Strong Unregistration Guarantees

This is by far the hardest issue to solve correctly. Here's a real-world scenario: right before a module unloads (in the main thread, say), it tells our Event system to unsubscribe a previously-subscribed callback. Without a strong guarantee, what will happen if another thread is currently calling our subscribed callback? As noted above, we don't want to be holding locks while calling callbacks, so waiting on a lock isn't going to wait for our callback to finish. What has happened in actual code is that the unsubscribe happens quickly, the module proceeds to unload, and then a crash occurs because another thread was still executing a function that was in the module. Or after unloading, objects were destructed since we would no longer get events, but with another thread in our callback function, a crash occurs because deleted memory was accessed.

Or the problem that I'm fixing right now: memory corruption occurs because a dependent structure was freed, but a race with the callback means that we were still changing things inside the structure.

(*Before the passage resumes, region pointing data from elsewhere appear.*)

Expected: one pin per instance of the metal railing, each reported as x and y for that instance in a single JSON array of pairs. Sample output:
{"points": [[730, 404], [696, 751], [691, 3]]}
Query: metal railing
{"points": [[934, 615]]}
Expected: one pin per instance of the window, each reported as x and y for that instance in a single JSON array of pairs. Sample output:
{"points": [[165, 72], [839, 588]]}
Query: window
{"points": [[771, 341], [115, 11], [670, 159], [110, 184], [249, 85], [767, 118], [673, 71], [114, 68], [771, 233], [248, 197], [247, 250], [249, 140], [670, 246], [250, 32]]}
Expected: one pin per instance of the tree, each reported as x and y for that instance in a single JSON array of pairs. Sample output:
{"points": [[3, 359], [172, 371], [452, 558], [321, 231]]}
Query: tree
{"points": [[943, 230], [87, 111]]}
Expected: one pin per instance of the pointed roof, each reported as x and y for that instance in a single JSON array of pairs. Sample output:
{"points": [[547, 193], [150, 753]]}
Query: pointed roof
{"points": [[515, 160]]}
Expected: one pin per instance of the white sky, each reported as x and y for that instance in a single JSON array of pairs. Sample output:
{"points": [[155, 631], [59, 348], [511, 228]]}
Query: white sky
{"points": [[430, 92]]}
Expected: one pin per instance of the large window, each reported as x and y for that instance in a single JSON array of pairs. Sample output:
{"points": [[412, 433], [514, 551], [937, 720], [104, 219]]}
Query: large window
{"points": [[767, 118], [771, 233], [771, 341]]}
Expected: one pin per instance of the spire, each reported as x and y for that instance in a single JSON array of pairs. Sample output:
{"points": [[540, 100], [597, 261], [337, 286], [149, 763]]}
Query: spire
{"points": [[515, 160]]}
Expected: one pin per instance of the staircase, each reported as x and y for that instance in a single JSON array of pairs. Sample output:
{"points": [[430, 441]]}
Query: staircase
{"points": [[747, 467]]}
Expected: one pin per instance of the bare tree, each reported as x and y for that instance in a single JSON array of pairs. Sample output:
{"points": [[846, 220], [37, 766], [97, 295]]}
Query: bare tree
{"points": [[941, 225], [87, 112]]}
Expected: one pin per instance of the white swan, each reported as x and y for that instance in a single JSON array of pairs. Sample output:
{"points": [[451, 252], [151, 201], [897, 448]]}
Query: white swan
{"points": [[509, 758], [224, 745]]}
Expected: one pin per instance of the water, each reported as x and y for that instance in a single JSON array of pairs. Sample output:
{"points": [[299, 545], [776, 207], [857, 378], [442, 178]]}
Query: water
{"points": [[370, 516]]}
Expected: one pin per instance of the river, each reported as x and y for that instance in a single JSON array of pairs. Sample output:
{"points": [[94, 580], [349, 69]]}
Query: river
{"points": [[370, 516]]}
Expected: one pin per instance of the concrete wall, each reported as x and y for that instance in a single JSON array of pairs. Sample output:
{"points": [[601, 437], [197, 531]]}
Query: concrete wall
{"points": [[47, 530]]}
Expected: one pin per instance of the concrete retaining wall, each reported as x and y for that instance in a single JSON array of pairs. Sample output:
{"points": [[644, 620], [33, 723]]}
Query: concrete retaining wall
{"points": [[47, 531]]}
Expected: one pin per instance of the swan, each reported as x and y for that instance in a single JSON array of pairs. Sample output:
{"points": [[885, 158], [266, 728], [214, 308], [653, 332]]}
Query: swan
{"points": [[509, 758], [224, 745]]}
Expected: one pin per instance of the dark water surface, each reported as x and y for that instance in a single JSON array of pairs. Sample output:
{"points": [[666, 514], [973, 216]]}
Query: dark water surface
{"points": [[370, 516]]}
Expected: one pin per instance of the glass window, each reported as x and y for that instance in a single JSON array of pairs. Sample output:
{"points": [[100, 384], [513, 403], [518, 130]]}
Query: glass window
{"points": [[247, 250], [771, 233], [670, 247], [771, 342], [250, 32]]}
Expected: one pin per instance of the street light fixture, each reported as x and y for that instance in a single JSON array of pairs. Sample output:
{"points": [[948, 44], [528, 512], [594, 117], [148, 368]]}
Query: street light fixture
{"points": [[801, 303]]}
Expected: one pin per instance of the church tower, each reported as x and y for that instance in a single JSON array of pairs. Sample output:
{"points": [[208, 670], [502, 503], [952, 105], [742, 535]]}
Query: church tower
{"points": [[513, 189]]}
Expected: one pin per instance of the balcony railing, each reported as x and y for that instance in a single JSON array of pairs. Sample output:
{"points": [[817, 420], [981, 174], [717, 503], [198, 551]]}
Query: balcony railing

It quickly becomes apparent that any request to unregister must wait for any other calls to finish. Also, once we return from the unregister function, it stands to reason that we cannot ever call the callback again. To do so would be violating the caller's unregistration request.

This then requires a strong ordering guarantee:
  1. Unregister function is called.
    1. WAIT for any calls to the callback in question to finish*.
    2. PREVENT any future calls to the callback.
  2. Return from the unregister function. At this point the caller can guarantee that our event system is free of the callback and it is safe to destroy structures.
"Ah," the astute and observant amongst you might notice, "what if the unregistration is from within the callback?!" This was our first point, above. If we WAIT for any calls to the callback to finish and the unregistration call is coming from the callback, we would wait forever. So we amend the line with the asterisk (*) above instead to say: "WAIT for any calls to the callback in question in other threads to finish."

So our subscription process is pretty simple:
  1. Take the lock
  2. Append our subscription information to the std::vector (or similar)
  3. Unlock the lock
The notification process is a bit more complicated as it has to synchronize with the unsubscribe process:
  1. Take the lock
  2. Iterate over the std::vector (or similar) by index, skipping null entries. For each:
    1. Add the current thread identifier to a list of threads that are notifying.
    2. Unlock the lock
    3. Call the callback function
    4. Re-acquire the lock. At this point, the vector may have been reallocated and grown, and subsequent entries may have been unregistered. Any other thread could have done anything.
    5. Remove our current thread identifier from the list of threads that are notifying.
    6. Is a waiting flag set on the subscription? If so, notify the waiting thread (i.e. using a condition variable).
  3. Unlock the lock
And now, the pièce de résistance: the unsubscribe process:
  1. Take the lock
  2. Find the subscription to remove. If not found, unlock and return; otherwise:
  3. Set the entry in the std::vector to null, but it is not destroyed yet!
  4. Is the subscription currently being notified by a thread other than the current thread? If so, set a waiting flag on the subscription that is used in 2.6 above.
  5. Unlock the lock.
  6. If the waiting flag was set, wait on the condition variable for notification from 2.6 above. Otherwise it is safe to destroy the subscription and return.
  7. Re-acquire the lock.
  8. If the list of notifying threads contains threads besides the current thread go to step 5.
  9. Unlock the lock. It is now safe to destroy the subscription.
This will allow our unsubscribe to wait until no threads are notifying our subscription, or only our thread that is currently unsubscribing during notification.

Of course, there is a lot more nuance to this, especially when it comes to handling recursion (dispatching within a callback) or even just the complexity of working with multiple threads, but this should help you understand the concept of Basic Callback Hygiene.